Several NGOs are encouraging village artisans to improvise their own calipers, crutches ad wheelchairs from locally available materials like wood, cane, PVC pipes and cycle components. Some amount of technical expertise has to be imparted to ensure that the improvised aids do no harm to the disabled person. Law wheelboards and trolleys are as good at making the paraplegic mobile as the more sophisticated wheelchair. The Little Brothers of Jesus, a group of Belgian priests, live and work in the rural communities of Senji, Tamil Nadu. When the villagers, belonging to very poor, down-tradden communities, shared their anxiety about their disabled children with them, the Brothers directed them to CERTH in Pondicherry. A group of men nominated by the village community received training in constructing inexpensive PVC calipers in Pondicherry and returned to the village with the ability and confidence to make them for their disabled children. In Gudiyattam village, Worth encouraged a number of people to make crutches from locally available materials mainly wood.

Superstition and the consequent discrimination of the disabled needs to be eradicated if they are to lead useful lives. This is another area which NGOs can tackle effectively. Training key members of the community to spread awareness has a chain reaction and the best possible spillover effect of raising the standards not just of the disabled, but of the community as a whole. For instance, when parents of disabled children are motivated to educate their children, parents of the able-bodied also receive the message that education is vital.

While using a community-based approach to rehabilitation, Worth has found that the model successfully used in one community cannot be replicated in another, for each community has its own cultural protocol and social norms. In many rural communities, mental retardation is not viewed as a disability requiring special intervention because they place a high premium on physical work and the mentally handicapped person can still perform a full day's physically taxing agricultural labour. Again in some rural communities of North Arcot district, where the main source of livelihood is beedi-rolling, requiring mainly finger dexterity, locomotor disabilities of the lower limbs are viewed less seriously.

In some villages, any form of disability is considered as divine retribution and a signal of God's wrath with the erring family. In these cases there may be a great deal of resistance against rehabilitation which is construed as interference with what God has ordained.
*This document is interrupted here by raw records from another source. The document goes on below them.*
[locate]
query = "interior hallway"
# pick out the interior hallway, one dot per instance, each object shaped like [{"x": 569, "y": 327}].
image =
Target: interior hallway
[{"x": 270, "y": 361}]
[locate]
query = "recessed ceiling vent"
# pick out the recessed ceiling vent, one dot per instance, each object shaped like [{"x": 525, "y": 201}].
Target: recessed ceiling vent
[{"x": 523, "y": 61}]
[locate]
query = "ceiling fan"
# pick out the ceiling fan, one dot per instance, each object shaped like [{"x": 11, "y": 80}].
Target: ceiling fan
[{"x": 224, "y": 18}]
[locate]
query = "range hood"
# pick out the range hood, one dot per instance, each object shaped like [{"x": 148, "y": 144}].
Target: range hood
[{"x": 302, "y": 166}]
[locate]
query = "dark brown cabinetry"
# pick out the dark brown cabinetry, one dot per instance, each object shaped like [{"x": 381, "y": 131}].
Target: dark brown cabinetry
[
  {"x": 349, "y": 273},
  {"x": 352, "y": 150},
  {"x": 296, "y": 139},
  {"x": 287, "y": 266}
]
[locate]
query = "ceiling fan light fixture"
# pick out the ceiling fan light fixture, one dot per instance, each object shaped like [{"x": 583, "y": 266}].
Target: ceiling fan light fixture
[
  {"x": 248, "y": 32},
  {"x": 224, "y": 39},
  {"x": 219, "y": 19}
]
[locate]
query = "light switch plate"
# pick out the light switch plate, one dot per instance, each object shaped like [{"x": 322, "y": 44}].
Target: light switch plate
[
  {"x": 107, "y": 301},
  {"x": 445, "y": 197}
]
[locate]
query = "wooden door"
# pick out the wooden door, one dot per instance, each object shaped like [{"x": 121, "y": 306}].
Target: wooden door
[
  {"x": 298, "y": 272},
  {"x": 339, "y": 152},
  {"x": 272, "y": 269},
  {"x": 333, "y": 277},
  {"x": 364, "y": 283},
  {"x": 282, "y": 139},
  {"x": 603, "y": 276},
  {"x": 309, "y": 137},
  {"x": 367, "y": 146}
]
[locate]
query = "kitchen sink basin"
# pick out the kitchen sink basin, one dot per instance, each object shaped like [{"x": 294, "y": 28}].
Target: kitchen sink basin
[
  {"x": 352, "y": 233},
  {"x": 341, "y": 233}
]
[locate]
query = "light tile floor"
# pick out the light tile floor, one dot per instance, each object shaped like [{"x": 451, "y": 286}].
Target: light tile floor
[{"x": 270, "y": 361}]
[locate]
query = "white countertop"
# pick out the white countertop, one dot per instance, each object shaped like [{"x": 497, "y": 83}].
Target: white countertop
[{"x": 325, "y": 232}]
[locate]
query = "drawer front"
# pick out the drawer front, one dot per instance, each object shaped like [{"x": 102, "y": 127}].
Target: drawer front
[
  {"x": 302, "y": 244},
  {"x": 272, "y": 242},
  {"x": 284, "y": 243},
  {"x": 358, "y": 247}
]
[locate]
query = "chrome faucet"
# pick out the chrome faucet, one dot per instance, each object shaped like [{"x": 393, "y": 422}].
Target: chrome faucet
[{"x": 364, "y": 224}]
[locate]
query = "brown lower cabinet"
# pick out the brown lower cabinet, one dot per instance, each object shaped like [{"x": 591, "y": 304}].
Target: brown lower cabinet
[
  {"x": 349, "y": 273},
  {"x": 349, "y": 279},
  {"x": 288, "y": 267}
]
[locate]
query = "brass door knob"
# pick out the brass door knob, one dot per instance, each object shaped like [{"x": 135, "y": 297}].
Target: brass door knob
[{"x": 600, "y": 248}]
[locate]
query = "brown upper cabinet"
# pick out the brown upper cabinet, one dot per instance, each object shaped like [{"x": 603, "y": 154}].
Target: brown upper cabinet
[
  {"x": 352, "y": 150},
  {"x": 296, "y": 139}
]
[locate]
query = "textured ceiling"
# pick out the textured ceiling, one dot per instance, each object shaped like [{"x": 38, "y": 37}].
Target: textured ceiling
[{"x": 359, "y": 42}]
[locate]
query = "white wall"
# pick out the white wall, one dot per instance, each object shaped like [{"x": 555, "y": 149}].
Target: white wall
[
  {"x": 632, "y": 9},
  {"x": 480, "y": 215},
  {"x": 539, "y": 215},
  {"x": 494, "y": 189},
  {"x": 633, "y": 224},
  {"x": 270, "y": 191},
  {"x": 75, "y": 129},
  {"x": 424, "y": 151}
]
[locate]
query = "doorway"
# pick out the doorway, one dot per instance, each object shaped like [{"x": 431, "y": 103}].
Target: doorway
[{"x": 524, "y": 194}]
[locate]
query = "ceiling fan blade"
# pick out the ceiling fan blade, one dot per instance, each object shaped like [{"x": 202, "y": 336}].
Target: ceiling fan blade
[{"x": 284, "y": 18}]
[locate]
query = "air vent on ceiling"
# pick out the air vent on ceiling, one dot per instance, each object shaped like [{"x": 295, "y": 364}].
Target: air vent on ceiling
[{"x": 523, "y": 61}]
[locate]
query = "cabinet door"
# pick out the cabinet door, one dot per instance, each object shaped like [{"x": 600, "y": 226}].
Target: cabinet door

Some communities feel that the most 'humane' solution to disability is extermination of the baby immediately after birth while others believe in a policy of complete protection, strictly confining their disabled to the home in order to shied them from the ridicule of the community.

The approach used in each community must therefore be fresh, open-minded and sensitive. Preconceived notions and rigid equations that presume that there is only one correct solution to the problem of rehabilitating the rural disabled can sabotage the whole exercise of community-based rehabilitation.